IoT: Turning data into information and knowledge

Red Hat

In today’s information age, data is a key ingredient to success. However, while it’s important, having availability to the right data and being able to analyze it to glean critical and accurate insights is essential. As Albert Einstein once put it, “Not everything that can be counted counts, and not everything that counts can be counted.”

Don’t confuse data with information. Data, a raw set of measurements, needs to be filtered and assessed in order to be put into the learning that would be considered information. The old cliché “information overload” is really incorrect — you can have data overload, but information is always valuable. Data, by itself, is not necessarily useable. If not filtered or assessed properly, it can lead to false assumptions, as we’ve seen recently with the barrage of fake news.

In the last decade or so, the volume of data available has grown by orders of magnitude. The New York Times reported that the size of the entire digital universe in 2005 was 130 billion gigabytes. Today’s enterprise environments routinely deal with petabytes of data. And it’s coming at us faster and faster, as the number of data sources available grows each day. To get a sense of just how much things have changed, take a look at the picture below of an IBM hard drive that was loaded onto an airplane in 1956. According to the tweet by @HistoricalPics, this is a 5 MB hard drive that weighed more than 2,000 pounds! Compare that to what’s found in your smartphone today.

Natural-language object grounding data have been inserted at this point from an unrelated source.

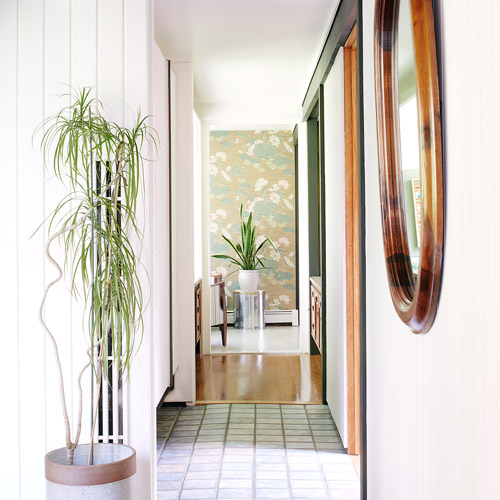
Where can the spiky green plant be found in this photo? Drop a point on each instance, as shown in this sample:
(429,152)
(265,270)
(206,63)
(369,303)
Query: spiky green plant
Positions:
(96,223)
(247,251)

The variety of data types is also increasing as we start to measure mobile user activity and sensor data. What’s important to remember is that all this data means nothing unless you can turn it into intelligence, and that intelligence into action.

The power of IoT is found in its ability to capture data in real-time and being able to synthesize it quickly. When architected correctly, IoT can help transform the data into the useful information required to determine what actions should be taken next.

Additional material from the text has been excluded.